A reação internacional e as implicações para a soberania

A decisão de cancelar o tratado de extradição foi criticada por setores da oposição hondurenha, que acusaram Xiomara Castro de tentar proteger membros de sua família e aliados políticos das investigações dos EUA. No entanto, para o governo hondurenho, a medida é uma defesa necessária da soberania nacional. O chanceler Reina apelou ao princípio da autodeterminação dos povos e à não interferência em assuntos internos, princípios consagrados na Carta das Nações Unidas.

A crise também levanta questões sobre as relações de Honduras com outros países, especialmente a Venezuela. A reaproximação de Tegucigalpa com Caracas representa uma mudança significativa na política externa hondurenha, que anteriormente era mais alinhada com os interesses dos EUA na região. Essa nova postura desafia o status quo e coloca Honduras em uma posição delicada na geopolítica latino-americana.

O presidente da Venezuela, Nicolás Maduro, manifestou seu apoio a Xiomara Castro, condenando a suposta tentativa de golpe. Em seu programa semanal “Con Maduro Más”, o líder venezuelano afirmou que o ataque a Xiomara é também um ataque à Comunidade de Estados Latino-Americanos e Caribenhos (Celac), organização que atualmente é presidida por ela.
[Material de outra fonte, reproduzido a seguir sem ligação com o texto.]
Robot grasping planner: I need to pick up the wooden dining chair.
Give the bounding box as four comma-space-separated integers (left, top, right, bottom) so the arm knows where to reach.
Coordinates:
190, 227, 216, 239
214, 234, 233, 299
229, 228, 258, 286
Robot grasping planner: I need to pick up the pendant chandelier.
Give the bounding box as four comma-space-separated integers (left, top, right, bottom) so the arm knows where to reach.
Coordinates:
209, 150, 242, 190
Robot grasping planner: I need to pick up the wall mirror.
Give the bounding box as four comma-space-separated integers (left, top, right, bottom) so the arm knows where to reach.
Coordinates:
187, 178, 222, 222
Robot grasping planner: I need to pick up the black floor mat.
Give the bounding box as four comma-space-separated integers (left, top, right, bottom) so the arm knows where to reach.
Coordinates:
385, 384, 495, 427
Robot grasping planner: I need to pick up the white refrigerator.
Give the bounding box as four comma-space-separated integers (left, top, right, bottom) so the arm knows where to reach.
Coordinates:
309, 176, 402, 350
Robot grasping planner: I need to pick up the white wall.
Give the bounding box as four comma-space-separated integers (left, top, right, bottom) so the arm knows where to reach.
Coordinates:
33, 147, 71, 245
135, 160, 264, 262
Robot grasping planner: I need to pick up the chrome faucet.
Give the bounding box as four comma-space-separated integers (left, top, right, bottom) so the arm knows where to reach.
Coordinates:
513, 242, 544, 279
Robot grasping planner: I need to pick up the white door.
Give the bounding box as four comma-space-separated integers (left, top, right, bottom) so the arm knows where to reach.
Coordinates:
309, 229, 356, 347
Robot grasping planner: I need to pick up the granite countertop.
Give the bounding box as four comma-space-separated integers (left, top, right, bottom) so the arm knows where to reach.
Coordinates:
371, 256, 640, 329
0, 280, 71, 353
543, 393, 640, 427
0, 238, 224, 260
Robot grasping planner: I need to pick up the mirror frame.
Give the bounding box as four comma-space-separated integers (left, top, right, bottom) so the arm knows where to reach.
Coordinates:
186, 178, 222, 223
Maduro destacou que os Estados Unidos estão tentando dividir a América Latina e o Caribe, visando enfraquecer a Celac e impor suas agendas neocoloniais. “O objetivo dos gringos é destruir a Celac”, declarou Maduro, reiterando seu apoio e solidariedade à presidenta hondurenha. Ele ainda elogiou a “coragem e valentia” de Castro na defesa da soberania de Honduras contra as “pretensões imperiais” dos EUA.

A crise diplomática entre Honduras e os Estados Unidos é um exemplo contundente das complexas relações de poder na América Latina, onde a influência dos EUA e a defesa da soberania nacional frequentemente colidem. A possibilidade de novas tensões ou até mesmo de um conflito interno em Honduras causam alarme no governo e na estabilidade nacional, devido ao histórico de golpismo na região, sob o apoio americano. O desenrolar dos próximos eventos determinará o equilíbrio de forças na região e o papel dos Estados Unidos nas dinâmicas políticas internas de Honduras.